Unfortunately, there are certain barriers and accessibility challenges for the blind in the digital world. Speaking of difficulties and inconveniences that arise most frequently, from my experience these are:

  • Images without descriptions. This is the most common issue. Screen readers can read image descriptions as alternative text. If no alternative text is provided, the screen reader simply states the web element type, i.e.”image,” which provides no information;
  • Unlabeled elements. The second most significant hurdle. Unlabeled or incorrectly labeled links and buttons make it difficult and slow down interaction with a website or application. When activating such links or buttons, I either do not know where it will lead me or end up somewhere I did not intend to go, forcing me to backtrack;
  • Absent headers. I actively use shortcut keys to move between elements of the same or different types. If a page features extensive text that does not separate individual sections with headers, navigating it grows cumbersome and time-consuming;
  • Inaccessible web forms. Most websites have registration or feedback forms. If the edit fields and dropdown lists are unlabeled or labeled incorrectly, I simply cannot use them.

Now, after several years of utilizing screen readers, I use both NVDA and Jaws because one of them may perform better in specific situations than the other and vice versa. Everything depends on a particular task, software, or webpage, making it a continuous process of trial and error: there are moments when one screen reader might not voice anything in a given program’s window, but upon launching the other, you gain the ability to interact with said application.

Popular Screen Readers for Various Operating Systems

For Windows:

    • NVDA (NonVisual Desktop Access) This is a free, open-source screen reader that offers a broad range of features and is actively developed by its community. Official website: NVDA
    • JAWS (Job Access With Speech) This is a paid screen reader with extensive capabilities, providing numerous features to enhance computer accessibility and usage. Official website: JAWS

Narrator. This screen reader is built into Windows and provides basic features for people with vision impairments. The software is readily available without any additional installation.

For MacOS and iOS:

  • VoiceOver A built-in screen reader for MacOS and iOS that offers extensive accessibility features and provides the user with information about what is happening on their screen.

For Linux:

  • Orca A built-in screen reader and one of the most popular and widely used screen readers for Linux.

For Chrome OS:

  • ChromeVox A built-in screen reader developed by Google specifically for the ChromeOS operating system and the Google Chrome web browser.
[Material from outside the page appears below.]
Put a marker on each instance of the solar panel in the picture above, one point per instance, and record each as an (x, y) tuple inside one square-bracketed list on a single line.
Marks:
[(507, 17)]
ChromeVox facilitates navigation through web pages and the ChromeOS graphical interface.

For Android:

  • TalkBack A built-in screen reader that is among the most popular and widely-used screen readers for Android. Developed by Google, it offers on-screen navigation and voice command support.


The world today is incredibly dynamic and interesting thanks to the unprecedented development of digital technologies. Screen readers serve as a bridge between the digital world and those users who cannot rely on standard methods of accessing information. They play an important role in creating an inclusive culture everywhere, allowing people with various disabilities to participate in online discussions, work, and receive an education.

The general advice from me to those who are only beginning to explore ways of using their computer with a screen reader – you should start out with NVDA.

Its advantages are:

  • it is free;
  • does not strain your operating system;
  • works well with most programs;
  • has a large and active community of users and developers, meaning that you can easily find help and guidance;
  • has a relatively simple menu structure.